Critiques

La Délivrance : Le poids de l’absence

© Valérie Remise

La Délivrance de Jennifer Tremblay, présentée au Théâtre d’Aujourd’hui, est le dernier volet d’une trilogie amorcée avec La Liste en 2010 – une production en tous points remarquable – et poursuivie avec Le Carrousel, début 2014.

La Délivrance reprend là où Le Carrousel s’était arrêté : au chevet de la mère agonisante ; celle-ci souhaite serrer dans ses bras avant de mourir le fils qui lui a été enlevé des années auparavant et qui, victime d’un lavage de cerveau en bonne et due forme par le paternel, refuse de se présenter. C’est à sa demi-sœur qu’il reviendra de le convaincre, replongeant pour cela dans le souvenir d’une enfance douloureuse auprès d’un beau-père mal-aimant, qui n’en avait que pour son fils légitime. Le genre de violence familiale peu spectaculaire qui laisse pourtant des traces indélébiles.

Ce troisième monologue est, encore une fois, confié à Sylvie Drapeau, laquelle semble faite pour incarner les mots de Tremblay. Et, encore une fois, force est de constater combien la plume de Jennifer Tremblay est habile : en quelques mots, elle parvient à nous faire appréhender l’étendue d’une vie, d’une personnalité. On est toutefois moins impressionné lorsqu’elle entraîne sa narratrice dans une conversation sans réponse avec Jésus sur le thème de « pourquoi m’as-tu abandonnée? », Jésus que le metteur en scène Patrice Dubois a d’ailleurs ressenti le besoin de nous montrer sous la forme d’une immense statue crucifiée, des fois qu’on n’aurait pas compris. La mise en scène de Dubois, si elle donne une large place aux mots, n’a pas le pouvoir évocateur que l’on aurait souhaité, à l’exception de quelques irruptions musicales bien senties. Elle soutient le texte, mais sans le sublimer. On se demande notamment pourquoi il a choisi de faire évoluer Sylvie Drapeau sur ce qui ressemble à un podium de défilé de mode, scindant la salle en deux.

La détresse des mères

Dans sa trilogie, Tremblay se penche sur la condition féminine, et montre avec finesse tout ce que le fait de mettre des enfants au monde implique de bouleversements et de renoncements, particulièrement dans un monde dominé par l’homme. Il y a dans les mères de Tremblay une bonne dose de détresse.

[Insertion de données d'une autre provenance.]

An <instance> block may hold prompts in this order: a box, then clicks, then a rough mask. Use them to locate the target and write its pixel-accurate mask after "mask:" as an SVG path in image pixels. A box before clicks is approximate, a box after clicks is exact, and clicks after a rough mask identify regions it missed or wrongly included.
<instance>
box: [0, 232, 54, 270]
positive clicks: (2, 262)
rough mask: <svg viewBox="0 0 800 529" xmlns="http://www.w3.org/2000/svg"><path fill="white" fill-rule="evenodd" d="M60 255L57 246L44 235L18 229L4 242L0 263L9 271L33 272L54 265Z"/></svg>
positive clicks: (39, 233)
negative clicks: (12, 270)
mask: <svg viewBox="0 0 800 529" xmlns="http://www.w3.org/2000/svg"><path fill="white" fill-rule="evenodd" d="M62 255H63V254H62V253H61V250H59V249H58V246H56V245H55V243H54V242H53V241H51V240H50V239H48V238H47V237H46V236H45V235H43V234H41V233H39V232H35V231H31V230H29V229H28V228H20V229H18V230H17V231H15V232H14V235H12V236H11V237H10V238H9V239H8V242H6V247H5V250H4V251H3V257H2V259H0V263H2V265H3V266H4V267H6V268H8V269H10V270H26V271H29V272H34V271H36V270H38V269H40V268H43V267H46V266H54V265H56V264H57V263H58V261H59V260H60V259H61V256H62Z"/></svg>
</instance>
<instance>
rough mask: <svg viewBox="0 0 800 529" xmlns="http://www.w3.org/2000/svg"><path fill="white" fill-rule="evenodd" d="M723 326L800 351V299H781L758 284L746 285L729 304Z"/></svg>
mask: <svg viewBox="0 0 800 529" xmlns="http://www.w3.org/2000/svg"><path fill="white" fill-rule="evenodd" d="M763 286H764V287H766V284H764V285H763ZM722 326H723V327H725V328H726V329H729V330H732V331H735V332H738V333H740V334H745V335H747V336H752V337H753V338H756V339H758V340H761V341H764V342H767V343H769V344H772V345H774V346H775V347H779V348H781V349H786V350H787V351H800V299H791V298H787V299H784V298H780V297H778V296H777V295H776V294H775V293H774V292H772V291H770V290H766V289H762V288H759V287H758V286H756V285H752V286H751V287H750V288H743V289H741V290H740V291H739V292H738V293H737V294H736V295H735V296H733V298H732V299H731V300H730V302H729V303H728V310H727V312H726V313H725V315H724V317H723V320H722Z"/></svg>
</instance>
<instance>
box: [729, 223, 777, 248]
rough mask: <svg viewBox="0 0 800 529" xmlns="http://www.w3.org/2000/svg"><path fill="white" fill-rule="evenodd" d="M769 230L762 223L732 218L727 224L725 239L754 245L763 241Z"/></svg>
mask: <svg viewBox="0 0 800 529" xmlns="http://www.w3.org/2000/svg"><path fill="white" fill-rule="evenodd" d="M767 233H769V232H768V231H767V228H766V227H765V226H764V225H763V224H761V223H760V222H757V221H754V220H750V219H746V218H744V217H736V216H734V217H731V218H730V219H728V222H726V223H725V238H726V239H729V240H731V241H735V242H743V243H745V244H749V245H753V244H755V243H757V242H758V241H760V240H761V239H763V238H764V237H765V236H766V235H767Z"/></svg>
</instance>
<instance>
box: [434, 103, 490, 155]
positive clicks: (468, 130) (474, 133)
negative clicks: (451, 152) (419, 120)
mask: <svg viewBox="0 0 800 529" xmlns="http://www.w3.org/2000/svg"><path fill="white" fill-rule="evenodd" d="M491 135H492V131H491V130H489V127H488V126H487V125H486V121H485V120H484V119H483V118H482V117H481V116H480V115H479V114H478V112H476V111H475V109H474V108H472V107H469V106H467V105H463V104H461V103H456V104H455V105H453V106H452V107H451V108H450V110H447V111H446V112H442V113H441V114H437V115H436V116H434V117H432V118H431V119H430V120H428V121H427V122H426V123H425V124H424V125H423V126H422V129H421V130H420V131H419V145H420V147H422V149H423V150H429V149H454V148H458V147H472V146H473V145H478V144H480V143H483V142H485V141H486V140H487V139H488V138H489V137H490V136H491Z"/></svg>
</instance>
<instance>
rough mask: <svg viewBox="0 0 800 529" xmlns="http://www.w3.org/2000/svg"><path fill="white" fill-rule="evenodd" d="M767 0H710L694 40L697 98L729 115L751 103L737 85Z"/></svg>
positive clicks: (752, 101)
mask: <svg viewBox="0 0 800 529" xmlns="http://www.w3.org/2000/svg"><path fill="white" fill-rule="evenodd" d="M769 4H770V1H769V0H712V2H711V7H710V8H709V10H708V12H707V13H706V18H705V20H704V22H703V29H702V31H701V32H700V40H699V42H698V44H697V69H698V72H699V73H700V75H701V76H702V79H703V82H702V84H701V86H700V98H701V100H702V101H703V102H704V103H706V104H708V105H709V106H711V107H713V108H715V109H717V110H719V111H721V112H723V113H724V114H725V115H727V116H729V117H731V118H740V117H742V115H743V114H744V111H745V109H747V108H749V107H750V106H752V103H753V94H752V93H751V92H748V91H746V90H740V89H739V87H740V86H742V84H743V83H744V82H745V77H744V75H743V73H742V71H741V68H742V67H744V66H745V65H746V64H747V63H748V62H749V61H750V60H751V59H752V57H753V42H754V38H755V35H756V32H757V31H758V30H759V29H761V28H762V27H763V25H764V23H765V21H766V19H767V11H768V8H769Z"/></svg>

Le titre de La Délivrance (faisant référence à l’expulsion du placenta après l’accouchement) paraît particulièrement ironique si l’on considère que les deux femmes dont il est question ici ont vu leur existence entière façonnée, pour ne pas dire brisée, par les hommes de leur famille : la fille, abandonnée par son père, maltraitée par son beau-père, ignorée par la mère qui ne pense qu’au frère absent ; la mère, coincée avec un mari alcoolique et irresponsable qui finit par disparaître, qui se jette dans les bras du premier homme prêt à lui donner un foyer et à adopter ses filles, qui subit ses sarcasmes et son mépris jusqu’à se faire à nouveau abandonner et priver de son enfant dès la minute où elle donne enfin un fils au maître de la maison.

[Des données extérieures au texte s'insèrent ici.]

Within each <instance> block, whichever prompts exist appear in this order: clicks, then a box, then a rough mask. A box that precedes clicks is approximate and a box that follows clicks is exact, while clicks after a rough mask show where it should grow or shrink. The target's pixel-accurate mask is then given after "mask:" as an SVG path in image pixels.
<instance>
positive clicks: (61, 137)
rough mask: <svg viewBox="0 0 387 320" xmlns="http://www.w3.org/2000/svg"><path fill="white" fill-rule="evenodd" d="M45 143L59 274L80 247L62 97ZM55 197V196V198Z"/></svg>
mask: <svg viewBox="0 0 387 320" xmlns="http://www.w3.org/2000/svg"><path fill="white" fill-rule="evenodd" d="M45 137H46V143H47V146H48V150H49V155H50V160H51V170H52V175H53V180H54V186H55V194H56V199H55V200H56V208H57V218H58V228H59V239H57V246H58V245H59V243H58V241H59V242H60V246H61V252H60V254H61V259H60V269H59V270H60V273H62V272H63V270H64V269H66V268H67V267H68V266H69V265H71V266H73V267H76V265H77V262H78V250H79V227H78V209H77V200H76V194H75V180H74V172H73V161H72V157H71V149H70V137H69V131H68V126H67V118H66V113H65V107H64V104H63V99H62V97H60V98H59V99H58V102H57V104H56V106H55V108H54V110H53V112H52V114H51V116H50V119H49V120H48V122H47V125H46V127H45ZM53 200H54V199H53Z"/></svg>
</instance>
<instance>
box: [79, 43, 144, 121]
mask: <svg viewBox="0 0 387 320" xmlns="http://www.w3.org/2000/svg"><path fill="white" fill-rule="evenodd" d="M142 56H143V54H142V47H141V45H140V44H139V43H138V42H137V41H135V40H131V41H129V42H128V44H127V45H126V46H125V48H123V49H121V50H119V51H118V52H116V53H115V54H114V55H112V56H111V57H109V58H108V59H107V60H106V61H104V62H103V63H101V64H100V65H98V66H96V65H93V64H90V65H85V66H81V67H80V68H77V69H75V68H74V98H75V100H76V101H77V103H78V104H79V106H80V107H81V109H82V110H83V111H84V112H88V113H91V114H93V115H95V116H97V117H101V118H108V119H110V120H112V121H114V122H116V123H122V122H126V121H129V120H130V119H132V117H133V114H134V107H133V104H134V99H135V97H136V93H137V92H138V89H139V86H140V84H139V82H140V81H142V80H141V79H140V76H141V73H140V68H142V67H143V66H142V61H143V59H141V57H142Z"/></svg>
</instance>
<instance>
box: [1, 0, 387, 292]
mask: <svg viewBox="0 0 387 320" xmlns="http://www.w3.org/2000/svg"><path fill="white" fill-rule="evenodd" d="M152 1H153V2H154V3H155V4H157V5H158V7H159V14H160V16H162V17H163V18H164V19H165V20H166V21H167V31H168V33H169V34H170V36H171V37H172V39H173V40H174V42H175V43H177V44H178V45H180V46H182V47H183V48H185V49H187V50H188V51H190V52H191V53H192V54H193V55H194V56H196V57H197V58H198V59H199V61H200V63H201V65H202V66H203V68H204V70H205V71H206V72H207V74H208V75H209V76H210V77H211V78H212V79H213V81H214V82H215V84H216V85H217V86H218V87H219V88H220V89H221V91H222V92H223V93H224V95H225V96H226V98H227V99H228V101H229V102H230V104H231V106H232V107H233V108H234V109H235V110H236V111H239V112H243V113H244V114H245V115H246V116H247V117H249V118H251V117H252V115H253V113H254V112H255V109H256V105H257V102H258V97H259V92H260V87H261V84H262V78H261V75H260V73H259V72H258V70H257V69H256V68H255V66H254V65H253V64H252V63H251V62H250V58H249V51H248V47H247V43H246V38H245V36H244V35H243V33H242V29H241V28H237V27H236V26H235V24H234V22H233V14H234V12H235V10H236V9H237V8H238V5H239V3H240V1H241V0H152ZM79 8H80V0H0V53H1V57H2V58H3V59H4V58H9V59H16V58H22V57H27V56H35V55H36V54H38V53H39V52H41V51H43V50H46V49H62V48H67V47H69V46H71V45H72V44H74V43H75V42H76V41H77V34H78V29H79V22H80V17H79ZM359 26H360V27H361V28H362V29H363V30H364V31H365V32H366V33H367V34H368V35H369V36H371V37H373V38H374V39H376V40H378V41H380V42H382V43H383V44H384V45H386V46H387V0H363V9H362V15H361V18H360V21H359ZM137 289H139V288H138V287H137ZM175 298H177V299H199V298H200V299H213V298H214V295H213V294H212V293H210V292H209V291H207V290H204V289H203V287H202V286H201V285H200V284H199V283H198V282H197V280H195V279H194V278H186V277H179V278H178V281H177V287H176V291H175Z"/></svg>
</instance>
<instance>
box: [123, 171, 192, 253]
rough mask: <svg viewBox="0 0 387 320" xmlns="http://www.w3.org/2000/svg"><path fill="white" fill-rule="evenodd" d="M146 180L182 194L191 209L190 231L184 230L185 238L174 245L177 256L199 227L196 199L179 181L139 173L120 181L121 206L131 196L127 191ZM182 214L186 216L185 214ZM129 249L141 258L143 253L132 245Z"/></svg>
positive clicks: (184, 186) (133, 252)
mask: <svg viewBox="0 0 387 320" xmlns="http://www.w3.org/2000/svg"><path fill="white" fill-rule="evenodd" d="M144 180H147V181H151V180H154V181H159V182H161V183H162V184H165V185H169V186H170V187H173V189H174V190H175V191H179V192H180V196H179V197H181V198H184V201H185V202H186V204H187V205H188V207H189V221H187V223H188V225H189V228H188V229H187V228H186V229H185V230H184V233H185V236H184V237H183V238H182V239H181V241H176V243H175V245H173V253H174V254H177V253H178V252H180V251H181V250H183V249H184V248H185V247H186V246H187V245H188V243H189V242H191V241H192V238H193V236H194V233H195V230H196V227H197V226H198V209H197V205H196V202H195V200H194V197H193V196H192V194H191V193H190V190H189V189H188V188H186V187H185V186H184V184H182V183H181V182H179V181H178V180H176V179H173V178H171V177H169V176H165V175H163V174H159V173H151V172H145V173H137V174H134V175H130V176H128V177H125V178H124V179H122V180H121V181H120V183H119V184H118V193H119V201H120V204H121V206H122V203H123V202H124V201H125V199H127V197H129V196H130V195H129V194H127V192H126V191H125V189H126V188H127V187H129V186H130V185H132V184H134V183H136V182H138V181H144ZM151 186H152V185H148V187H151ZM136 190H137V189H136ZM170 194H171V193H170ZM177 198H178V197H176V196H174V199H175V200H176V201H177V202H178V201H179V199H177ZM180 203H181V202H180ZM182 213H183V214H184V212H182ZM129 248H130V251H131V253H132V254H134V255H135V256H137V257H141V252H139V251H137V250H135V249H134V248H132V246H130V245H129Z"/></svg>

Qu’ils soient présents ou absents, les hommes ont sur les femmes un effet dévastateur. La seule figure masculine de la pièce qui ne soit pas toxique est un prêtre. On a envie de penser que les femmes d’aujourd’hui ont plus de choix, que l’éducation et l’indépendance financière préviennent ce type d’assujettissement, mais force est de constater que toutes n’ont pas cette marge de manœuvre. Il faut des voix comme celle de Jennifer Tremblay pour nous le rappeler.

La Délivrance

Texte : Jennifer Tremblay. Mise en scène : Patrice Dubois. Avec Sylvie Drapeau. Scénographie : Pierre-Étienne Locas. Éclairages : Claude Cournoyer. Costumes : Cynthia St-Gelais. Musique : Ludovic Bonnier. Voix : Frédérike Bédard. Coiffure et maquillage : Sylvie Rolland-Provost. Une production du Centre du Théâtre d’Aujourd’hui. Au Théâtre d’Aujourd’hui jusqu’au 15 octobre 2016.